1. On Belleville spring the load is applied in ______
a) X direction
b) Z direction
c) Y direction
d) Axial direction
Explanation: A Belleville washer, also known as a coned-disc spring, [1] conical spring washer, [2] disc spring, Belleville spring or cupped spring washer, is a conical shell which can be loaded along its axis either statically or dynamically. A Belleville washer is a type of spring shaped like a washer. It is the frusto-conical shape that gives the washer a spring characteristic.
2. In the Belleville spring, the load-deflection curve is _____
a) Linear
b) Curved
c) Non linear
d) Parabolic
Explanation: A Belleville washer, also known as a coned-disc spring, [1] conical spring washer, [2] disc spring, Belleville spring or cupped spring washer, is a conical shell which can be loaded along its axis either statically or dynamically.
3. A steel sleeve inserted into a rigid insulated wall. The sleeve fits snugly, and then the temperature is raised by _____
a) Uniform
b) Non uniform
c) σ
d) ΔT
Explanation: A sleeve is a tube of material that is put into a cylindrical bore, for example to reduce the diameter of the bore or to line it with a different material. Sometimes there is a metal sleeve in the bore to give it more strength.
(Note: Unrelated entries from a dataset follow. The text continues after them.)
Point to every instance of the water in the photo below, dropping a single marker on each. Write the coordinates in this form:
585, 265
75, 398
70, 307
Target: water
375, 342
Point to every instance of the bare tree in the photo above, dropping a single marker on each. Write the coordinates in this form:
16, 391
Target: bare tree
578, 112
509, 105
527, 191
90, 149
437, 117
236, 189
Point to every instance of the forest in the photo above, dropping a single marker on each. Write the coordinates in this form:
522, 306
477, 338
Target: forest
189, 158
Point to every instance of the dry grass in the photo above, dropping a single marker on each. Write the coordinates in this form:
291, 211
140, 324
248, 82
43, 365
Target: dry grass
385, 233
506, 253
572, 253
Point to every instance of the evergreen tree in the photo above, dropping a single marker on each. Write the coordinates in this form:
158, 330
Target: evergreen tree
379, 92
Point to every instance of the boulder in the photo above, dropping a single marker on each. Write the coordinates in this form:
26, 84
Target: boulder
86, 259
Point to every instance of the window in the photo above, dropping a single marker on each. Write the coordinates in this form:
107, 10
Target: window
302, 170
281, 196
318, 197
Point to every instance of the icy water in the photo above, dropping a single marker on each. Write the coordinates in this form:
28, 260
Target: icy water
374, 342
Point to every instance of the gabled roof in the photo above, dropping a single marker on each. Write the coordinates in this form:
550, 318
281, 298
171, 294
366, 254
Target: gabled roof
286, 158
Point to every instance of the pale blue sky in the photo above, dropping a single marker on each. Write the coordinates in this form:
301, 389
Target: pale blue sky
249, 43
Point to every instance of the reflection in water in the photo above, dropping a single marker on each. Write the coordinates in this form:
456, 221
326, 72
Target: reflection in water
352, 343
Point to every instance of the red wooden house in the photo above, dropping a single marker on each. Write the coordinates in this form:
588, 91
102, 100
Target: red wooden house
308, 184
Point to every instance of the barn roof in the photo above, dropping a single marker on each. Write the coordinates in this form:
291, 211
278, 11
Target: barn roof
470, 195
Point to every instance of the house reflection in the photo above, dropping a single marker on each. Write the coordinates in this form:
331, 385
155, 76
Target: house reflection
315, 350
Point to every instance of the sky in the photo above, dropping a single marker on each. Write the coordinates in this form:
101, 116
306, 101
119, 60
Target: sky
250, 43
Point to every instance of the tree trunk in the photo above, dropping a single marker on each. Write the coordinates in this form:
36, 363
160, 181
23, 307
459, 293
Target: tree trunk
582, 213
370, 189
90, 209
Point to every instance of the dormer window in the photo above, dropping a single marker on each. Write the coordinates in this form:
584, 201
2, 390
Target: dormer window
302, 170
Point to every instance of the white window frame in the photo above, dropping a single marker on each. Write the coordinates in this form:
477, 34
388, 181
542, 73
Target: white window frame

The pistons run directly in the bores without using cast iron sleeves.
4. In a Belleville spring, load-deflection characteristics and stress distribution can be obtained by dividing the area into ____
a) Surfaces
b) Nodes
c) Elements
d) Loads
Explanation: A Belleville washer, also known as a coned-disc spring, [1] conical spring washer, [2] disc spring, Belleville spring or cupped spring washer, is a conical shell which can be loaded along its axis either statically or dynamically.
5. In two dimensional isoparametric elements, we can generate element stiffness matrix by using ____
a) Numerical integration
b) Differential equations
c) Partial derivatives
d) Undefined
Explanation: The term isoparametric is derived from the use of the same shape functions (or interpolation functions) [N] to define the element’s geometric shape as are used to define the displacements within the element.
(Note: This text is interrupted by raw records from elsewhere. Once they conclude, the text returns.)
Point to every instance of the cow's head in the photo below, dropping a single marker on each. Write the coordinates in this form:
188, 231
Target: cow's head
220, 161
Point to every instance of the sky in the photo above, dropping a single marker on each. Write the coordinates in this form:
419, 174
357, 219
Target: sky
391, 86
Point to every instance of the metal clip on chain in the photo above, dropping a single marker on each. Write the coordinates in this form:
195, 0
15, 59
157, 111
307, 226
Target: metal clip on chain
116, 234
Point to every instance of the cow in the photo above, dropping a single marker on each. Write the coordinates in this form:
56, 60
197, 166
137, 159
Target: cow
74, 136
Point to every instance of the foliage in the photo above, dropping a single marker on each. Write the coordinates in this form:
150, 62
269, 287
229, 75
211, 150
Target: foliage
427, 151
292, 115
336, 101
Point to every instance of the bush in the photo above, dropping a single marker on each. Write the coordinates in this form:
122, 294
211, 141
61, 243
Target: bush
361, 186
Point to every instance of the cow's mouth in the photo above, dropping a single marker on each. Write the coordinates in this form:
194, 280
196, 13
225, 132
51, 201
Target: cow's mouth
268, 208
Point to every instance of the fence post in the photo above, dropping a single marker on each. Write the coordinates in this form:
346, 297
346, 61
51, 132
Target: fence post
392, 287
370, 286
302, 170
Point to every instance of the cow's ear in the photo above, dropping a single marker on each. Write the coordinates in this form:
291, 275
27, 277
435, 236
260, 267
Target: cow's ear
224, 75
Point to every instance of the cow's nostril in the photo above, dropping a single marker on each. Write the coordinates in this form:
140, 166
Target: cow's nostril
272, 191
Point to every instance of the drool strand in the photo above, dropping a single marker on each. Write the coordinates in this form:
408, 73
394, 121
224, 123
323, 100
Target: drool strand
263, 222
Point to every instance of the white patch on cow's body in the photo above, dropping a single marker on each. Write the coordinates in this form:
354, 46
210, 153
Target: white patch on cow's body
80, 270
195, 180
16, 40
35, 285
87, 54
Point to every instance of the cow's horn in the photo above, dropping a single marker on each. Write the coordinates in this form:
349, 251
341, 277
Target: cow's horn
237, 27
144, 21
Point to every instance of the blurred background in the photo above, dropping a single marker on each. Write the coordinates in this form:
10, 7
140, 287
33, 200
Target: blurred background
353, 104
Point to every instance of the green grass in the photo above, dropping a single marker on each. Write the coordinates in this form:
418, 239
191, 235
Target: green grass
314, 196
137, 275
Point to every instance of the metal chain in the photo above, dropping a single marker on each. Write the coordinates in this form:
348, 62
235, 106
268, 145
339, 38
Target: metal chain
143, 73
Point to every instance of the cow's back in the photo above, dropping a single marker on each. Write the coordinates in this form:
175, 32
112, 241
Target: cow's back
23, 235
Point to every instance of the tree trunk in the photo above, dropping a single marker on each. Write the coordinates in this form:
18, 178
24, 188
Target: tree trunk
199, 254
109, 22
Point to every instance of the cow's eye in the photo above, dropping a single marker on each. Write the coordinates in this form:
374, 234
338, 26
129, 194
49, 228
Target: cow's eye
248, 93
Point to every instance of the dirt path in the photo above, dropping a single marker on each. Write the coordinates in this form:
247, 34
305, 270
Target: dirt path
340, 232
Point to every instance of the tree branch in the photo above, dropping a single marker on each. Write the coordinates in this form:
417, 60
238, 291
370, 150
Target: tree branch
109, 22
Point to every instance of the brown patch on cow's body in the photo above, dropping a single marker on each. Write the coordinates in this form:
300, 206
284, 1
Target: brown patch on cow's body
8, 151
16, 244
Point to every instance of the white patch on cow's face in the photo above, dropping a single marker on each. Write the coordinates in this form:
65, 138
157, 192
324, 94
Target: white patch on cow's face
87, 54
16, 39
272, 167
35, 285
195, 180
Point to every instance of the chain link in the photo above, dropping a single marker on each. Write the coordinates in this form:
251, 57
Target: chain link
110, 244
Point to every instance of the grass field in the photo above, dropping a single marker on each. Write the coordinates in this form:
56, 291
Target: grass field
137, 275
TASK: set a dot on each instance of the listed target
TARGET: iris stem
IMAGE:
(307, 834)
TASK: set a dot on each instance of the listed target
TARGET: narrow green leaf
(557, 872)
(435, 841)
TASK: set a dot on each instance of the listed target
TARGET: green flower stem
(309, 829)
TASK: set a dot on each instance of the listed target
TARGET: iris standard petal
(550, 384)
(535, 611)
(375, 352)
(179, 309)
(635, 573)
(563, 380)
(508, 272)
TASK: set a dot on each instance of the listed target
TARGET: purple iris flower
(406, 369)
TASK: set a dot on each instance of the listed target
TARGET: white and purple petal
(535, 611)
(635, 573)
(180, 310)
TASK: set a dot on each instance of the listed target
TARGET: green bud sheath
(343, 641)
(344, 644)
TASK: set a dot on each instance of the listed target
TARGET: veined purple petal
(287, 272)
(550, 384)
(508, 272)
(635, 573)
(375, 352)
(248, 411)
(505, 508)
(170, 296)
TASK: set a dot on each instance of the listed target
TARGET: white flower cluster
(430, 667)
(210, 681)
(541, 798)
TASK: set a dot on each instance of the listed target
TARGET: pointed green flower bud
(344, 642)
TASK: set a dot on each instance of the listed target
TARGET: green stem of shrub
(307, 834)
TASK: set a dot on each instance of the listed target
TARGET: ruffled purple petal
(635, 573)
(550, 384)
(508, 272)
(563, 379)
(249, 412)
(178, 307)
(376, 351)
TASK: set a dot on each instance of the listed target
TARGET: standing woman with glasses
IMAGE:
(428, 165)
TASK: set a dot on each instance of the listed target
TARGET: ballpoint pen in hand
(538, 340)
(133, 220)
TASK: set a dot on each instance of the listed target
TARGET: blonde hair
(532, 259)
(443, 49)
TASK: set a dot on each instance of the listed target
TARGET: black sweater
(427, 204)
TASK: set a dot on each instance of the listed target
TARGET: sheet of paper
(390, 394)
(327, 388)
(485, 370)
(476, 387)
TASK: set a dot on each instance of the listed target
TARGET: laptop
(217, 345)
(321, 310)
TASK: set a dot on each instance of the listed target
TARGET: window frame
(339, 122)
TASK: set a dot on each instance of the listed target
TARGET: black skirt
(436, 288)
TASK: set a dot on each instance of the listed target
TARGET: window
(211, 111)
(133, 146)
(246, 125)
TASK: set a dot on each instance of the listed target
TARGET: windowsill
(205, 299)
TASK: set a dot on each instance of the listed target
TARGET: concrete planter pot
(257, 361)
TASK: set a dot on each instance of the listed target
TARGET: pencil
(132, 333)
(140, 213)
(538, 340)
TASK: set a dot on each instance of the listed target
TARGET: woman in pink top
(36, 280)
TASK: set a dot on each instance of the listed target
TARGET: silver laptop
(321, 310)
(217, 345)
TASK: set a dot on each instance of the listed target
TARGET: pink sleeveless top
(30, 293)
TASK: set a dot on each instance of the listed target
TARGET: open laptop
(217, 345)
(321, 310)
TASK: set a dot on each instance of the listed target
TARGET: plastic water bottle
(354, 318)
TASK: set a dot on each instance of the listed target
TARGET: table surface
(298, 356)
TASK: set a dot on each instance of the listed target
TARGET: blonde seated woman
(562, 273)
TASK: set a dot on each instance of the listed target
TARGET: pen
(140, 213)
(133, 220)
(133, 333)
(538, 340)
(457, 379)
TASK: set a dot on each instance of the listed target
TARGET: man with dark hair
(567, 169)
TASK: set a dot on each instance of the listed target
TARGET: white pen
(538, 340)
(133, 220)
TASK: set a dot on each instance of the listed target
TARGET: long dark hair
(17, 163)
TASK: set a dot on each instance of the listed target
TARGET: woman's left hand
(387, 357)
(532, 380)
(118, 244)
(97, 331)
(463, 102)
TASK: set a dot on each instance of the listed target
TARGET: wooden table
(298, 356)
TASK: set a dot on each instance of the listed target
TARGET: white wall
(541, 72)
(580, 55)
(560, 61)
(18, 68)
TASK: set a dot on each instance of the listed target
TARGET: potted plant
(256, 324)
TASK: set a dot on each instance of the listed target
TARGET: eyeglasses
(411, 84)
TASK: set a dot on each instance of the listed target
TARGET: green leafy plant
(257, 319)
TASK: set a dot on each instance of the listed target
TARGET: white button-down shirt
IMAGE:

6. The vector q=[q1,q2………q8]T of a four noded quadrilateral denotes ____
a) Load vector
b) Transition matrix
c) Element displacement vector
d) Constant matrix
Explanation: A displacement is a vector whose length is the shortest distance from the initial to the final position of a point P. It quantifies both the distance and direction of an imaginary motion along a straight line from the initial position to the final position of the point.
7. For a four noded quadrilateral, we define shape functions on _____
a) X direction
b) Y direction
c) Load vector
d) Master element
Explanation: Master Element (ME) is the main point of reference in our analysis. The ME represents the person itself, and it gives us a primary layer of our personality. To determine the quality of ME, and overall chart, we have to analyze what kind of connection and access ME has to other Elements. The shape function is the function which interpolates the solution between the discrete values obtained at the mesh nodes.
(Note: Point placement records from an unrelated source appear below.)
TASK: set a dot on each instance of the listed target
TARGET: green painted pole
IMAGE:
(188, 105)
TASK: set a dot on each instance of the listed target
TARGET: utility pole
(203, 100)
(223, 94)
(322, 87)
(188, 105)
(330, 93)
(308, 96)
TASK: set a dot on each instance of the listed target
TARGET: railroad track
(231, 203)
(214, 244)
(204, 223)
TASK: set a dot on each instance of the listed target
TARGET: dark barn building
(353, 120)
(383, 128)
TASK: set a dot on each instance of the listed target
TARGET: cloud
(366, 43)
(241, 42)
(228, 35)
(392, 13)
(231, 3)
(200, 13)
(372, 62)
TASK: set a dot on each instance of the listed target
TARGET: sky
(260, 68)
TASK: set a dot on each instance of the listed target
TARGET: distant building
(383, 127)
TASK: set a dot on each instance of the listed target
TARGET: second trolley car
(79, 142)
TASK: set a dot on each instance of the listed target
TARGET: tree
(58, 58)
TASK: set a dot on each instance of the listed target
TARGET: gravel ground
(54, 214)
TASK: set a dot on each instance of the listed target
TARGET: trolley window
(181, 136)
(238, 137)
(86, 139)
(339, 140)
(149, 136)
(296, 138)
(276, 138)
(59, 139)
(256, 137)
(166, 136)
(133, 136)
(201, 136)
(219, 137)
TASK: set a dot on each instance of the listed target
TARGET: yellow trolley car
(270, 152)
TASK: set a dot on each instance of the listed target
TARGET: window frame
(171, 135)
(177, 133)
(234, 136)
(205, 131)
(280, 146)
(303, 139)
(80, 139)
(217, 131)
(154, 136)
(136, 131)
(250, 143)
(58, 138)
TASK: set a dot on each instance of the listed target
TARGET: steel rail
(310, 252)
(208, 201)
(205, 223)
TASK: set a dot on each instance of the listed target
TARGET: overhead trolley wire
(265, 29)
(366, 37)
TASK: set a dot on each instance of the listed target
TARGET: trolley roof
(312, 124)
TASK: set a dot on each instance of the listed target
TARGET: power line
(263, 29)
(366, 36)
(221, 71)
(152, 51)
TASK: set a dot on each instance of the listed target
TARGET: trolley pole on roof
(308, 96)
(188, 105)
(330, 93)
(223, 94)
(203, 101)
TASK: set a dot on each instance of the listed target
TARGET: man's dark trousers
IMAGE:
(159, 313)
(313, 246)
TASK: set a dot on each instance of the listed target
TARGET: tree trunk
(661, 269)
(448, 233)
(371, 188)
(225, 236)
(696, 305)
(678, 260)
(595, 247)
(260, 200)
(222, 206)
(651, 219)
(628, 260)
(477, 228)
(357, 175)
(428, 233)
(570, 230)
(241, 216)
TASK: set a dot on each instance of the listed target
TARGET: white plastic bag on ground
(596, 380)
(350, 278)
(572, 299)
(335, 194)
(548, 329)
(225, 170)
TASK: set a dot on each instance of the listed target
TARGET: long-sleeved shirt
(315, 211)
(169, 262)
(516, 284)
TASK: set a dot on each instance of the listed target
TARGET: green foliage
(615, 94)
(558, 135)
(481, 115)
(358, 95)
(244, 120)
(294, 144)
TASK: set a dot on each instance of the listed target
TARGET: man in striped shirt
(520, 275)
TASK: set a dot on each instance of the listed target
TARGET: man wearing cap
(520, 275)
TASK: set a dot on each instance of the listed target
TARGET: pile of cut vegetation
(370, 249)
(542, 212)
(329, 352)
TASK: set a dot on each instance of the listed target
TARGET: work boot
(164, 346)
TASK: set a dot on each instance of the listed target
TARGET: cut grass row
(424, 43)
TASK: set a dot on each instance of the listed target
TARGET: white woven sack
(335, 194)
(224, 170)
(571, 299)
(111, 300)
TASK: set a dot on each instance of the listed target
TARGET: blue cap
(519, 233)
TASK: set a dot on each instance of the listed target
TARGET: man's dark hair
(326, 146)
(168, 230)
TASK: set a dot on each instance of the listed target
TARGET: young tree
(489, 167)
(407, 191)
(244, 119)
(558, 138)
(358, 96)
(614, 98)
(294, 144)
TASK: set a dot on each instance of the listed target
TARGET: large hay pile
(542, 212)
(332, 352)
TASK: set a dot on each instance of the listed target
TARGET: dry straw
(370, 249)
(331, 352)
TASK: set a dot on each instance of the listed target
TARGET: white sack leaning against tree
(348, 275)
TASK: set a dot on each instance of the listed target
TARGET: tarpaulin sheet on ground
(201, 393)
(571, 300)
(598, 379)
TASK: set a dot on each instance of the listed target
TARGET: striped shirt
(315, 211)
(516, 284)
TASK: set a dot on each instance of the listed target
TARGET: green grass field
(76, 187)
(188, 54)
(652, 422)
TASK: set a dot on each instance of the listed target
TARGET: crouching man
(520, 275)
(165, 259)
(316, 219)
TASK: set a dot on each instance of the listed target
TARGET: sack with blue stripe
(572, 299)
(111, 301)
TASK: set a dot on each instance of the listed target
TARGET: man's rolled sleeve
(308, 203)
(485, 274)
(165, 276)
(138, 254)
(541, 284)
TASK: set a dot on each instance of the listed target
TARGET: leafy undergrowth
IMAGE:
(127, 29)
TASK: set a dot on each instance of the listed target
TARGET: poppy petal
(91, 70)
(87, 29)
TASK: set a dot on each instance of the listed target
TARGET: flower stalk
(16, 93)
8. The master element is defined in ______
a) Co-ordinates
b) Natural co-ordinates
c) Universal co-ordinates
d) Radius
Explanation: Master Element (ME) is the main point of reference in our analysis. The ME represents the person itself, and it gives us a primary layer of our personality. To determine the quality of ME, and overall chart, we have to analyze what kind of connection and access ME has to other Elements.
9. Shape function can be written as _____
a) Nt=(1-ξ)(1-η)
b) Nt=(1-ξ)
c) Nt=(1-η)
d) Nt=\(\frac{1}{4}\)(1-ξ)(1-η)
Explanation: The shape function is the function which interpolates the solution between the discrete values obtained at the mesh nodes. Therefore, appropriate functions have to be used and, as already mentioned, low order polynomials are typically chosen as shape functions.
10. For a four noded element while implementing a computer program, the compact representation of shape function is ____
a) Nt=\(\frac{1}{4}\)(1-ξ)(1-η)
b) Nt=(1-ξ)(1-η)
c) Nt=\(\frac{1}{4}\)(1+ξξi)(1+ηηi)
d) Undefined
Explanation: FourNodeQuad is a four-node plane-strain element using bilinear isoparametric formulation. This element is implemented for simulating dynamic response of solid-fluid fully coupled material, based on Biot’s theory of porous medium. Each element node has 3 degrees-of-freedom (DOF): DOF 1 and 2 for solid displacement (u) and DOF 3 for fluid pressure (p).